Che cosa è la fatica per un ciclista?
«Non è facile spiegarlo in due parole, la fatica è tante cose, quando sei là in salita al massimo dello sforzo, allo spasimo delle tue energie ti passano per la testa tantissime cose. A volte anche cose belle che ti aiutano a continuare e a superare difficoltà che non penseresti di poter vincere. Importanti sono poi la volontà e la convinzione di potercela fare, senza queste non si riuscirebbe a sopportarla, la fatica. In ogni caso, questo posso dirlo con certezza, nessun ciclista quanto parte per una gara pensa alla fatica che lo aspetta: lo sa, ma non ci pensa per niente».

Ciclismo come epica della fatica e della sofferenza. Ciclismo anche come leggenda. Di recente è stato trasmesso un film per la tv incentrato sulla vita di Fausto Coppi. L’ha visto?

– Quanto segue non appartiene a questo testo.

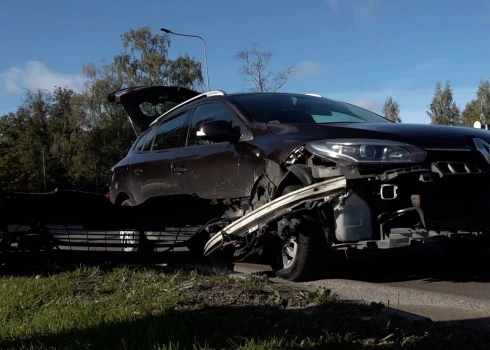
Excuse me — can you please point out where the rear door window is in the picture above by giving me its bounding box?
[133,129,152,152]
[152,111,188,151]
[187,103,241,147]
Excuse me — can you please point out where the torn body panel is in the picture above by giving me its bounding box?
[204,177,346,255]
[206,141,490,262]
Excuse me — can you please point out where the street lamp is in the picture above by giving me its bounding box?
[160,28,211,91]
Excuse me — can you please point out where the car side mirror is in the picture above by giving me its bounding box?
[196,120,242,142]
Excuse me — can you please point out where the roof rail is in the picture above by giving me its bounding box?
[149,90,226,127]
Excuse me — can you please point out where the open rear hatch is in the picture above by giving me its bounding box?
[107,85,200,131]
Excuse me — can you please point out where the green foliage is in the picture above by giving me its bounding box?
[427,80,461,125]
[382,97,402,123]
[462,79,490,126]
[0,27,203,192]
[235,42,296,92]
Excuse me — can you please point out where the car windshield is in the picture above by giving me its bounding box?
[230,93,391,124]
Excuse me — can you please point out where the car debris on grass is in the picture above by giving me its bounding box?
[0,266,490,349]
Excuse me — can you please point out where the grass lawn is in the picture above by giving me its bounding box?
[0,266,490,349]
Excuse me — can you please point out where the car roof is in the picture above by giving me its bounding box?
[149,90,324,127]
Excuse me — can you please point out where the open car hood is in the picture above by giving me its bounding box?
[107,85,200,131]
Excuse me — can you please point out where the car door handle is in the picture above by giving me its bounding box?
[174,165,187,174]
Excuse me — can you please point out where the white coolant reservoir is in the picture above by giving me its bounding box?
[333,193,372,242]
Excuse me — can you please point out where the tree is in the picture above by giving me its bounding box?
[114,26,204,90]
[235,42,295,92]
[0,27,204,192]
[382,97,402,123]
[462,79,490,126]
[427,80,461,125]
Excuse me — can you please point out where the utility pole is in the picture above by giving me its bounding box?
[160,28,211,91]
[473,99,489,130]
[42,147,47,193]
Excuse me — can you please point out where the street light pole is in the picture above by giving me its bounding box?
[160,28,211,91]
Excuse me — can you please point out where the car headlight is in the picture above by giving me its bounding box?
[306,139,427,164]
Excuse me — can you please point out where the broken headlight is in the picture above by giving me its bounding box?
[306,139,427,164]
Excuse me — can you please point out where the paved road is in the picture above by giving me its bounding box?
[236,244,490,330]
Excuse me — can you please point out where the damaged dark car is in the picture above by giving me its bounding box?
[109,86,490,281]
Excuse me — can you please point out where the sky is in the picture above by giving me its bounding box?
[0,0,490,123]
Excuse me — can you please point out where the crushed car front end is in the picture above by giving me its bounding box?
[205,130,490,274]
[302,138,490,249]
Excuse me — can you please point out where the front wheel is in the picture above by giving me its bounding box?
[270,185,328,282]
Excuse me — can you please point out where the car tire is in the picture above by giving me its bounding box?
[119,199,155,253]
[268,185,328,282]
[438,239,490,257]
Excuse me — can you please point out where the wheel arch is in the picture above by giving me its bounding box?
[114,192,131,205]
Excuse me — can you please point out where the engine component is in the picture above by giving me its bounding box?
[334,193,372,242]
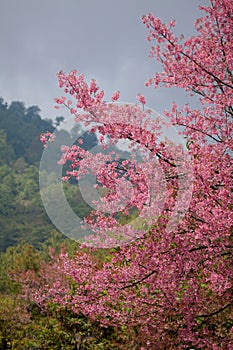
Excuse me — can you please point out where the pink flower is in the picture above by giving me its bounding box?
[137,94,146,105]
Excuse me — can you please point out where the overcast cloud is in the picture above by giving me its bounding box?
[0,0,208,118]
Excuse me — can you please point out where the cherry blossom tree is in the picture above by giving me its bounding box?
[35,0,233,349]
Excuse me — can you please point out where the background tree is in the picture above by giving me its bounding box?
[35,0,233,349]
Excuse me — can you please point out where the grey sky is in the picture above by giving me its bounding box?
[0,0,208,118]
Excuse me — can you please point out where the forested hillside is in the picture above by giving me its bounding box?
[0,98,97,251]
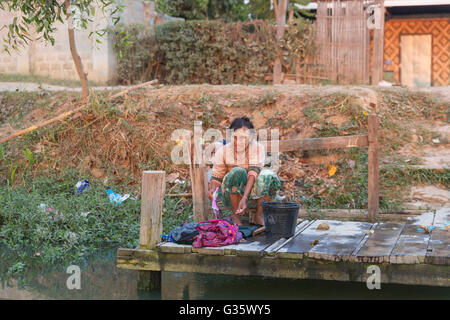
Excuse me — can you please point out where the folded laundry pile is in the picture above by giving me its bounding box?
[161,219,260,248]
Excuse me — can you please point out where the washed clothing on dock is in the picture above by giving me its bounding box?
[192,219,242,248]
[239,225,262,239]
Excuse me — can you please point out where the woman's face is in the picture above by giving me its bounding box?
[233,127,250,151]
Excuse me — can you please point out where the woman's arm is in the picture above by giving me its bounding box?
[208,180,222,200]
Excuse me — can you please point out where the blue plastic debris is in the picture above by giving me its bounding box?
[106,189,130,204]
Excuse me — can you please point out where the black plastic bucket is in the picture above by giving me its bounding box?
[261,201,300,238]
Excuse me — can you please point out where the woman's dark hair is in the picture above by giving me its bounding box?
[230,117,254,131]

«Sì, l’ho visto e non metto in dubbio il realismo per quanto riguarda la vita privata del campione ma per il resto, per come ha rappresentato la carriera sportiva di Coppi, il film mi ha un pò deluso perché ha detto e fatto vedere ben poco».

Dallo sceneggiato emerge però tutto un mondo a parte. Per esempio la figura del talent scout cieco, nonché allenatore, Cavanna. Che impressione le ha fatto?
«Certamente una volta i personaggi come Cavanna esistevano. Erano d’altronde espressione di uno sport povero che rifletteva una società altrettanto povera: i corridori dotati e i futuri campioni si scoprivano quasi per caso o proprio grazie al fiuto di personaggi singolari e dotati come Cavanna. Oggi, è chiaro, tutto è molto diverso».
Si chiude qui l’incontro con Giancarlo Perini, gregario-campione di 34 anni. Si chiude con la rievocazione del momento più bello («Il mio 8° posto al Tour del ‘92, anche se molti penseranno a Benidorm») e del passaggio più difficile («L’incidente al Giro di Svizzera dell’86, fratture, interventi chirurgici: carriera in pericolo. Mi viene in mente con sofferenza il mio amico Marco Pantani»). In vista, con molta probabilità, la direzione sportiva della Futura 2000, una squadra nuova di zecca, ma prima di tutto la conduzione del negozio di biciclette. Tutte cose, comunque sia, che permetteranno a Perini di non smettere del tutto il vizio di pedalare: se lo incontrate in sella sulle strade della collina sappiate che sta facendo un giretto di 70/80 chilometri. Se invece l’avete incontrato l’anno scorso ricordatevi che quel giorno di chilometri ne stava macinando 200. Come minimo.